In the example above, we create a link from NewFeature to the Protein class via the reference named protein. To complete the link, a reverse reference may be added to Protein to point back at the NewFeature, this is optional - the reference could be one-way. Here we define a collection called features, this means that for every NewFeature that references a Protein, that protein will include it in its features collection. Note that as this is a collection a Protein can link to multiple NewFeatures but NewFeature.protein is a reference so each can only link to one Protein.

The reverse entry needs to be added to Protein (still in the same file):

<class name="Protein" is-interface="true">
<collection name="features" referenced-type="NewFeature" reverse-reference="protein"/>

The final additions XML should look like:

<?xml version="1.0"?>
<class name="Protein>" is-interface="true">
<attribute name="extraData" type="java.lang.String"/>
<collection name="features" referenced-type="NewFeature" reverse-reference="protein"/>
<class name="NewFeature" extends="SequenceFeature" is-interface="true">
<attribute name="identifier" type="java.lang.String"/>
<attribute name="confidence" type="java.lang.Double"/>
<reference name="protein" referenced-type="Protein" reverse-reference="features"/>

If all the data you wish to load is already modelled in InterMine, then you don't need an additions file. See Model Description for details.

Global Additions File#

If you don't want to create an additions file for each of your mine's data sources, you can also create a "global" additions file. See the "Global Additions File" section of Model Merging for details on how to set this parameter.

5. Update Keys file#

Within the src/main/resources directory is a file called Here we can define primary keys that will be used to integrate data from this source with any exiting objects in the database. We want to integrate genes by their primaryIdentifier attribute so we define that this source should use the key:


See Model Merging

6. Build your JAR and put on the classpath#

Now your code is ready, compile it, build a JAR and put on the classpath with this command:

./gradlew install

See the "Version" section above for how to properly version your JAR.

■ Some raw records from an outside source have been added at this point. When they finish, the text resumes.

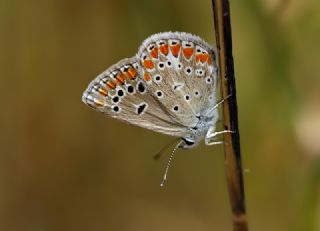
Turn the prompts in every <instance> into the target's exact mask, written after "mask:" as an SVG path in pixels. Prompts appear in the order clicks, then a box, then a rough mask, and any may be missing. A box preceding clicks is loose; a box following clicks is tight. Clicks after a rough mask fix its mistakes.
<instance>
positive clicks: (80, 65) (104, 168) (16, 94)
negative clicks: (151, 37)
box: [0, 0, 320, 231]
mask: <svg viewBox="0 0 320 231" xmlns="http://www.w3.org/2000/svg"><path fill="white" fill-rule="evenodd" d="M231 16H232V29H233V45H234V59H235V73H236V78H237V93H238V95H237V96H238V107H239V119H240V136H241V145H242V146H241V149H242V155H243V166H244V168H245V169H246V171H245V173H244V180H245V189H246V201H247V210H248V218H249V225H250V230H259V231H270V230H273V231H280V230H281V231H283V230H290V231H298V230H307V231H309V230H311V231H314V230H320V186H319V183H320V107H319V106H320V103H319V99H320V87H319V86H320V46H319V41H320V2H319V1H317V0H306V1H300V0H291V1H276V0H260V1H258V0H255V1H231ZM169 30H171V31H186V32H191V33H194V34H197V35H199V36H201V37H203V38H204V39H205V40H207V41H208V42H210V43H212V44H214V38H215V35H214V31H213V16H212V9H211V1H209V0H199V1H182V0H175V1H170V0H162V1H161V0H156V1H142V0H137V1H130V0H113V1H112V0H108V1H106V0H105V1H103V0H91V1H74V0H43V1H39V0H38V1H37V0H29V1H23V0H0V33H1V35H0V46H1V47H0V52H1V53H0V78H1V79H0V80H1V82H0V96H1V99H2V103H1V113H0V129H1V132H0V145H1V153H0V230H6V231H7V230H8V231H18V230H19V231H20V230H24V231H38V230H39V231H40V230H41V231H42V230H61V231H64V230H94V231H96V230H97V231H100V230H110V231H113V230H130V231H135V230H137V231H138V230H139V231H140V230H153V231H157V230H159V231H160V230H175V231H177V230H184V231H189V230H190V231H191V230H192V231H193V230H203V231H209V230H231V229H232V222H231V219H232V217H231V212H230V205H229V201H228V194H227V189H226V188H227V187H226V182H225V172H224V157H223V148H222V147H221V146H214V147H206V146H205V145H203V144H201V145H200V146H199V147H197V148H195V149H193V150H190V151H179V152H178V153H177V155H176V159H175V161H174V163H173V167H172V169H171V170H170V172H169V179H168V181H167V184H166V187H165V188H160V187H159V183H160V181H161V178H162V175H163V172H164V168H165V165H166V161H167V155H165V156H164V157H163V158H162V159H161V160H160V161H154V160H153V159H152V156H153V154H155V153H156V152H157V151H159V150H160V149H161V148H162V147H163V146H164V145H165V144H167V143H168V142H170V141H171V140H172V138H171V137H167V136H164V135H160V134H157V133H154V132H151V131H148V130H145V129H141V128H137V127H134V126H130V125H127V124H123V123H121V122H118V121H116V120H113V119H110V118H106V117H105V116H103V115H102V114H99V113H97V112H94V111H93V110H91V109H90V108H88V107H86V106H85V105H84V104H83V103H82V102H81V95H82V91H83V90H84V89H85V88H86V86H87V84H88V83H89V81H91V80H92V79H93V78H94V77H95V76H96V75H97V74H99V73H100V72H102V71H103V70H104V69H106V68H107V67H108V66H110V65H111V64H113V63H115V62H117V61H118V60H120V59H122V58H124V57H131V56H133V55H134V54H135V52H136V51H137V49H138V47H139V45H140V43H141V42H142V41H143V40H144V39H145V38H146V37H148V36H149V35H151V34H153V33H157V32H162V31H169ZM168 152H170V151H168Z"/></svg>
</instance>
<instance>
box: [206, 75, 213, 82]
mask: <svg viewBox="0 0 320 231" xmlns="http://www.w3.org/2000/svg"><path fill="white" fill-rule="evenodd" d="M205 81H206V83H207V84H210V83H212V79H211V77H210V76H207V77H206V79H205Z"/></svg>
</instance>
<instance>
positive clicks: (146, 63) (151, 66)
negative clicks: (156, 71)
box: [143, 59, 154, 69]
mask: <svg viewBox="0 0 320 231" xmlns="http://www.w3.org/2000/svg"><path fill="white" fill-rule="evenodd" d="M143 66H144V67H145V68H147V69H153V68H154V63H153V62H152V60H150V59H147V60H144V62H143Z"/></svg>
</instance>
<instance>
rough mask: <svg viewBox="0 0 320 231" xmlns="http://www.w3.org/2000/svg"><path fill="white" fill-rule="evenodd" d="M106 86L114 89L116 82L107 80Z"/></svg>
mask: <svg viewBox="0 0 320 231" xmlns="http://www.w3.org/2000/svg"><path fill="white" fill-rule="evenodd" d="M107 86H108V87H109V88H110V89H115V88H116V84H115V83H114V82H113V81H108V82H107Z"/></svg>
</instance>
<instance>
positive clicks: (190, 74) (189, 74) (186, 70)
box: [184, 67, 192, 75]
mask: <svg viewBox="0 0 320 231" xmlns="http://www.w3.org/2000/svg"><path fill="white" fill-rule="evenodd" d="M184 72H185V73H186V74H187V75H191V73H192V67H186V69H184Z"/></svg>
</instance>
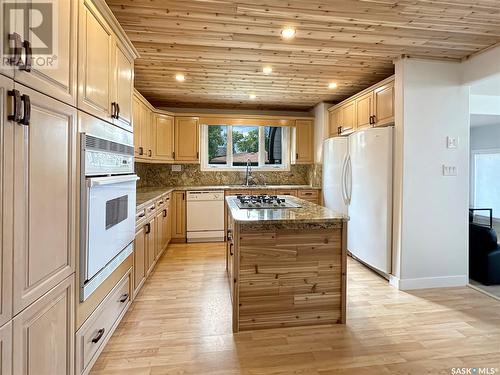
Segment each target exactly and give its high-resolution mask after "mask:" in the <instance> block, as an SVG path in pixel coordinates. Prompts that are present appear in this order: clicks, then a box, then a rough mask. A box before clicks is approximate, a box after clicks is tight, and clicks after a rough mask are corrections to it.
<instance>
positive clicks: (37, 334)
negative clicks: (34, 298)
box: [13, 275, 75, 375]
mask: <svg viewBox="0 0 500 375" xmlns="http://www.w3.org/2000/svg"><path fill="white" fill-rule="evenodd" d="M74 292H75V291H74V275H72V276H70V277H68V278H66V279H64V280H63V281H62V282H61V283H60V284H58V285H57V286H56V287H55V288H53V289H52V290H51V291H50V292H48V293H47V294H45V295H44V296H43V297H41V298H40V299H38V300H37V301H36V302H34V303H33V304H32V305H30V306H29V307H28V308H26V309H25V310H24V311H22V312H21V313H20V314H18V315H17V316H16V317H15V318H14V319H13V369H14V374H40V375H51V374H61V375H62V374H65V375H71V374H74V352H75V351H74V342H75V341H74V340H75V336H74V332H75V327H74V308H75V299H74Z"/></svg>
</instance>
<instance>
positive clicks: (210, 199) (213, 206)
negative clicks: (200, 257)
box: [187, 190, 224, 242]
mask: <svg viewBox="0 0 500 375" xmlns="http://www.w3.org/2000/svg"><path fill="white" fill-rule="evenodd" d="M187 241H188V242H216V241H224V191H222V190H220V191H219V190H216V191H188V193H187Z"/></svg>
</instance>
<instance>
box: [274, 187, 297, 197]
mask: <svg viewBox="0 0 500 375" xmlns="http://www.w3.org/2000/svg"><path fill="white" fill-rule="evenodd" d="M276 195H291V196H292V197H296V196H297V190H287V189H283V190H276Z"/></svg>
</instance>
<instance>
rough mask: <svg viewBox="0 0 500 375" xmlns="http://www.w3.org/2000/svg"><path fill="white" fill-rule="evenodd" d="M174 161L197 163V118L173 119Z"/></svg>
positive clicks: (197, 148)
mask: <svg viewBox="0 0 500 375" xmlns="http://www.w3.org/2000/svg"><path fill="white" fill-rule="evenodd" d="M174 148H175V161H182V162H198V161H199V159H200V154H199V126H198V118H197V117H176V118H175V147H174Z"/></svg>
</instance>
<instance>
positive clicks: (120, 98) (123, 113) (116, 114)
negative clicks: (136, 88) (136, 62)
mask: <svg viewBox="0 0 500 375" xmlns="http://www.w3.org/2000/svg"><path fill="white" fill-rule="evenodd" d="M114 52H115V54H114V62H115V63H114V66H115V69H114V74H115V77H114V84H113V89H114V92H113V99H114V101H113V102H112V103H111V106H112V107H113V106H114V107H115V108H114V111H115V116H114V120H113V123H114V124H115V125H118V126H121V127H123V128H125V129H129V130H130V129H131V128H132V92H133V89H134V58H133V56H132V55H131V54H130V53H128V52H127V50H126V48H125V47H124V46H123V45H122V43H121V42H119V41H118V40H115V48H114ZM112 111H113V108H112Z"/></svg>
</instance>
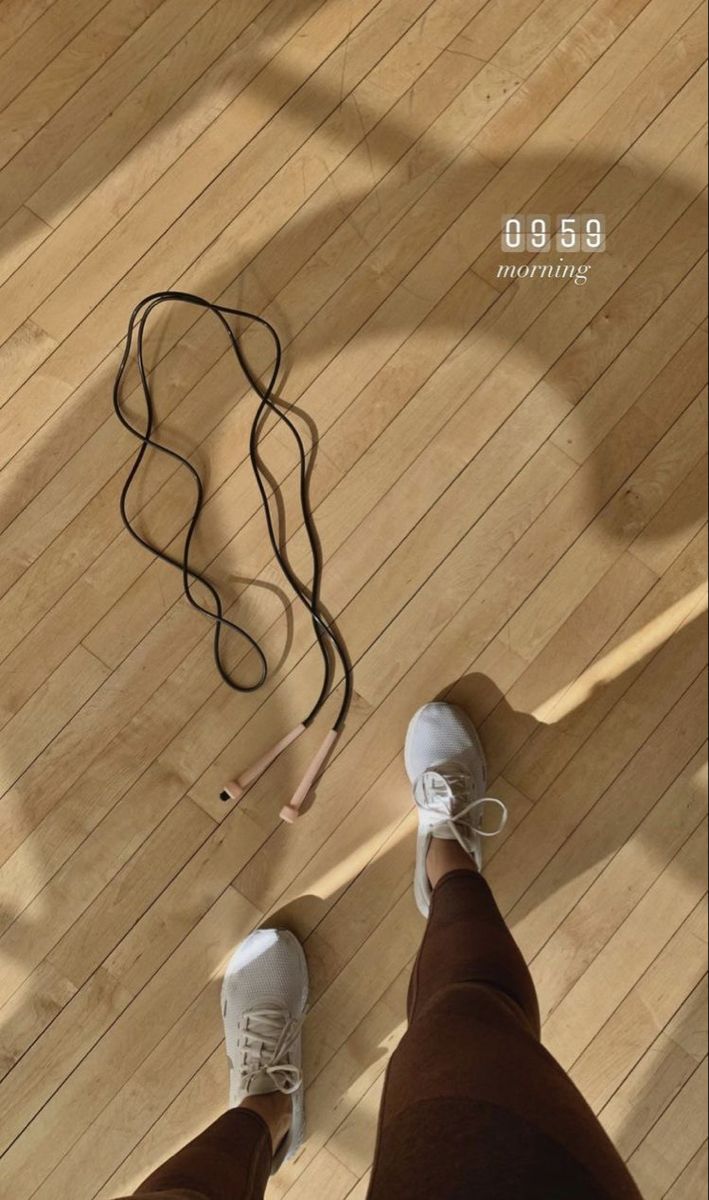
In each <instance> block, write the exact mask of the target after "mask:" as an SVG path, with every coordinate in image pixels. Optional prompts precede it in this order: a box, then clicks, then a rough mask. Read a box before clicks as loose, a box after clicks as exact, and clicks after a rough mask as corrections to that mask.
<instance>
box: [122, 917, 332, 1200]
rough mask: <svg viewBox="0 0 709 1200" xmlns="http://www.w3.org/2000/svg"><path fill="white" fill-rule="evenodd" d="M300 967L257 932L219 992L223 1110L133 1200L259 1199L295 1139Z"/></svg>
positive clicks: (282, 948)
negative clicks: (227, 1081)
mask: <svg viewBox="0 0 709 1200" xmlns="http://www.w3.org/2000/svg"><path fill="white" fill-rule="evenodd" d="M307 998H308V979H307V966H306V961H305V955H304V953H302V949H301V947H300V944H299V942H298V941H296V938H295V937H294V936H293V934H288V932H284V931H278V930H265V929H264V930H257V931H256V932H254V934H252V935H251V937H247V938H246V941H245V942H244V943H242V944H241V946H240V947H239V948H238V950H236V952H235V954H234V955H233V958H232V961H230V962H229V966H228V967H227V972H226V976H224V983H223V986H222V1014H223V1018H224V1033H226V1042H227V1055H228V1060H229V1067H230V1105H232V1106H230V1111H228V1112H226V1114H224V1115H223V1116H222V1117H220V1118H218V1121H215V1123H214V1124H212V1126H210V1127H209V1129H205V1130H204V1133H202V1134H199V1136H198V1138H196V1139H194V1140H193V1141H191V1142H190V1145H188V1146H185V1147H184V1148H182V1150H180V1151H179V1152H178V1153H176V1154H175V1156H174V1157H173V1158H170V1159H169V1160H168V1162H167V1163H164V1164H163V1165H162V1166H160V1168H158V1169H157V1171H155V1172H154V1174H152V1175H151V1176H150V1177H149V1178H148V1180H145V1182H144V1183H142V1184H140V1187H139V1188H138V1190H137V1192H136V1193H134V1195H136V1196H140V1198H142V1200H263V1196H264V1193H265V1188H266V1183H268V1181H269V1176H270V1175H271V1174H274V1172H275V1171H276V1170H277V1169H278V1168H280V1165H281V1164H282V1163H283V1162H284V1160H286V1159H287V1158H290V1157H292V1156H293V1154H295V1153H296V1151H298V1150H299V1147H300V1144H301V1141H302V1134H304V1104H302V1091H304V1090H302V1075H301V1036H300V1031H301V1026H302V1020H304V1016H305V1010H306V1007H307Z"/></svg>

Note This JAR is now on your classpath. If you make changes, you will want to run this command again.

7. Run a build and load your data!#

Once you've updated the config files, and written your parser (if necessary), create the database as usual. The source should now be included when building the mine.

./gradlew builddb

Note Run the clean task before builddb when changing the model. clean removes the build directory which is the location of the data model. If you don't, you won't see your new data model changes!

It's also recommended that you write a unit test for your source. It saves time!